Anonymous Empire documents techno's visual culture across forty years, twenty scenes, and ninety labels. It begins with Metroplex in Detroit, 1985, and ends at the labels pressing records this month. The graphic language these scenes share was not designed. It was produced by the conditions the music was made under. Three of them are outlined below.

Poverty

Techno was invented by people who couldn't afford to make it look expensive. Juan Atkins drew the Metroplex logo with a ruler because hiring a designer wasn't an option. The earliest records arrived in generic sleeves, hand-stamped labels, or no packaging at all. Just a white sticker on a white disc. This wasn't a stylistic decision. It was Tuesday.

But when the scene grew and money became available, the austerity stayed. Basic Channel could have afforded glossy artwork by the mid-1990s. They kept pressing near-blank sleeves with embossed text you could barely read. In every other genre, success brings visual escalation: bigger portraits, richer colors, shinier finishes. Techno did the opposite. It doubled down on less. When you build something powerful out of almost nothing, decoration starts to feel dishonest. The blankness isn't absence. It's confidence.

Politics

In 1989, Underground Resistance declared war on the music industry. Members performed in ski masks. They refused press photos. They scratched anti-corporate messages into vinyl run-out grooves. Drexciya went further, replacing their faces entirely with an Afrofuturist underwater mythology. No portraits, no bios, no interviews. Just the sound and the world it built.

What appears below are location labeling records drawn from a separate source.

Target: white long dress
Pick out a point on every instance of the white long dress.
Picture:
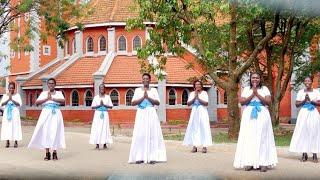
(147, 140)
(255, 145)
(11, 123)
(49, 131)
(306, 135)
(100, 129)
(198, 132)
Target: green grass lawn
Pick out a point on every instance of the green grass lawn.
(222, 137)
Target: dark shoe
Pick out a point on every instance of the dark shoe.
(54, 156)
(315, 158)
(304, 157)
(48, 156)
(194, 149)
(248, 168)
(204, 150)
(263, 168)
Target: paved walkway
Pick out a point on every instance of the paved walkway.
(81, 161)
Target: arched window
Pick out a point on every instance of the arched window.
(122, 43)
(30, 99)
(129, 97)
(136, 43)
(74, 47)
(185, 97)
(89, 44)
(225, 98)
(114, 95)
(172, 97)
(102, 44)
(74, 98)
(88, 98)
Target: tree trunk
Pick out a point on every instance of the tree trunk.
(233, 110)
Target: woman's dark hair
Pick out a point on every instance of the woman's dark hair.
(259, 85)
(13, 84)
(310, 77)
(52, 79)
(146, 74)
(194, 83)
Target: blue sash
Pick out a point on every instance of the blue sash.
(256, 109)
(145, 103)
(196, 103)
(309, 106)
(102, 109)
(10, 105)
(52, 106)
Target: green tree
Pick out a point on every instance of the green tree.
(219, 32)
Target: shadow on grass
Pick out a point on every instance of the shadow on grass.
(222, 137)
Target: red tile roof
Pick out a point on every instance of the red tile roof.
(36, 81)
(80, 72)
(109, 11)
(126, 70)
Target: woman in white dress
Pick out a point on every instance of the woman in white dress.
(11, 123)
(147, 141)
(198, 132)
(306, 135)
(100, 130)
(49, 131)
(255, 147)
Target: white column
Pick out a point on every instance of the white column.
(79, 44)
(162, 95)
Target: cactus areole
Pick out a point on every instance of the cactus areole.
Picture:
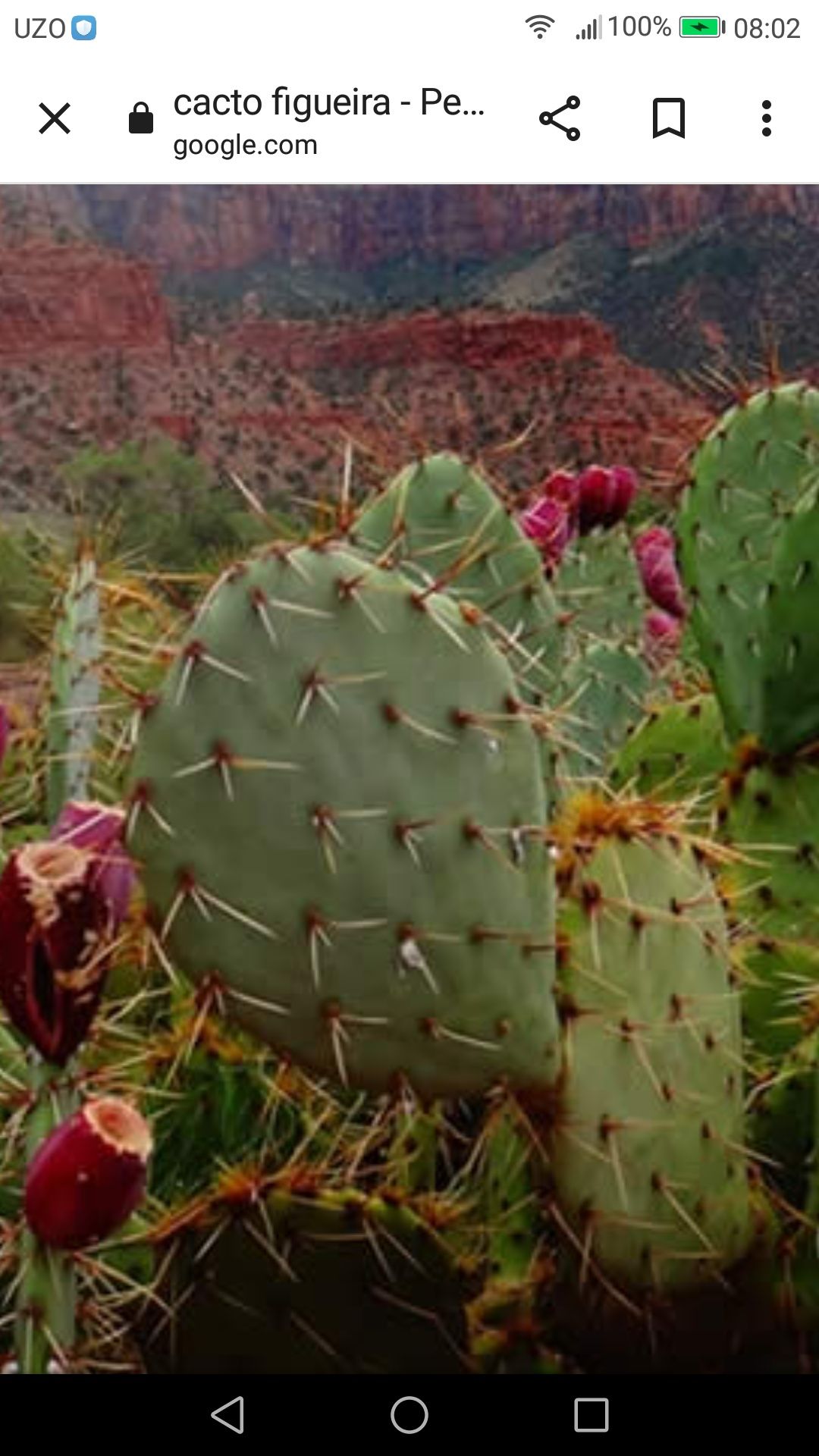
(338, 808)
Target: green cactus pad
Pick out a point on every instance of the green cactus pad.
(328, 1285)
(74, 689)
(515, 1226)
(648, 1139)
(441, 522)
(770, 814)
(676, 753)
(338, 807)
(748, 548)
(604, 693)
(781, 1125)
(599, 592)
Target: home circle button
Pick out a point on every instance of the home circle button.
(409, 1416)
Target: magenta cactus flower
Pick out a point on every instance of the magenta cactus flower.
(656, 558)
(661, 639)
(604, 495)
(88, 1175)
(548, 525)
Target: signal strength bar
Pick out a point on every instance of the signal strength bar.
(594, 31)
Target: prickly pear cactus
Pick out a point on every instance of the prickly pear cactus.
(768, 814)
(599, 593)
(648, 1136)
(74, 689)
(678, 752)
(441, 522)
(749, 538)
(333, 1283)
(604, 695)
(338, 807)
(781, 1126)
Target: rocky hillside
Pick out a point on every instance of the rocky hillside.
(262, 327)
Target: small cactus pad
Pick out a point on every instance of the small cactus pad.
(338, 807)
(648, 1136)
(441, 522)
(678, 752)
(770, 816)
(749, 538)
(604, 692)
(325, 1285)
(599, 592)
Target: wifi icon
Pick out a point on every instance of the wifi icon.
(539, 24)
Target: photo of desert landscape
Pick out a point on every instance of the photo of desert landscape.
(409, 746)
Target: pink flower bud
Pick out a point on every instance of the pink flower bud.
(662, 638)
(548, 525)
(55, 943)
(605, 495)
(656, 558)
(101, 829)
(88, 1175)
(560, 485)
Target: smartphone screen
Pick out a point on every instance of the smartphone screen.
(409, 718)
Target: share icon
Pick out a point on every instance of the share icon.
(548, 118)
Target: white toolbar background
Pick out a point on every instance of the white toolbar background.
(483, 52)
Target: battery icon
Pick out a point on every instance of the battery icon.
(700, 25)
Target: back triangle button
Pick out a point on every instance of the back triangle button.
(237, 1420)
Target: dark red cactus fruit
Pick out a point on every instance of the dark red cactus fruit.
(656, 558)
(662, 638)
(55, 943)
(548, 525)
(99, 829)
(604, 495)
(88, 1175)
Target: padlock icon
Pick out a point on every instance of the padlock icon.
(142, 120)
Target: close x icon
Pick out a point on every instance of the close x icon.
(55, 117)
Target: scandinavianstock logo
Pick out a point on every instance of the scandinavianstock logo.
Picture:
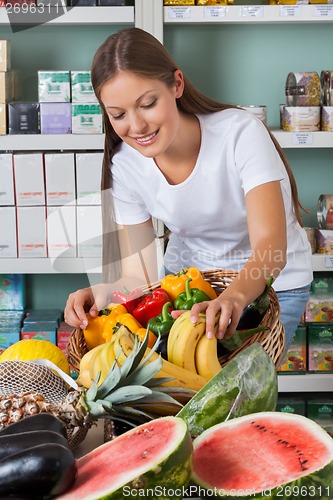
(30, 13)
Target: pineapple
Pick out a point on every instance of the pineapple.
(129, 392)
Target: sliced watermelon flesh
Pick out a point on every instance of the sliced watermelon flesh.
(260, 451)
(115, 463)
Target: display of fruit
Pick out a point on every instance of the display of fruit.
(35, 461)
(29, 349)
(247, 384)
(155, 456)
(265, 455)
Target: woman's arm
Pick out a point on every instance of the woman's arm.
(139, 267)
(267, 232)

This wasn't performance art. It was a direct refusal of how the industry commodifies artists, especially Black artists. Techno said: the music is the work, not the personality. That political position naturally produces a visual culture that suppresses the human face, rejects celebrity, and foregrounds abstraction. Every faceless sleeve is a quiet act of resistance against an industry that wants to sell you a person instead of a sound.

Post-Industry

Techno was born in cities where manufacturing had already left. Detroit's auto plants were closing. Berlin's power stations stood empty after reunification. The music moved into the wreckage: abandoned factories, derelict bank vaults, concrete shells with no heating and no permits. These weren't venue choices. They were the only spaces available.

The artwork mirrors the architecture because both come from the same condition. You don't put pastel gradients on a record conceived inside a brutalist bunker. Tresor opened in 1991 inside the rusted vault of a demolished department store. Heavy steel doors, metal bars, strobes cutting through fog. Monochrome palettes, raw typography, industrial textures. The spaces dictated what felt true, and the visual language wrote itself. Techno's identity isn't designed from the outside. It grows from the concrete up.

About the Archive

The catalogue contains roughly eight hundred releases across ninety labels and twenty geographic scenes, from Metroplex's first pressing in 1985 through the present. Each entry preserves the artwork, the label, the catalog number, the year of release, and the designer where known. The archive does not rank. It does not review. It treats the sleeve, the logo, and the catalog number as primary documents, and leaves the reading of them to the viewer.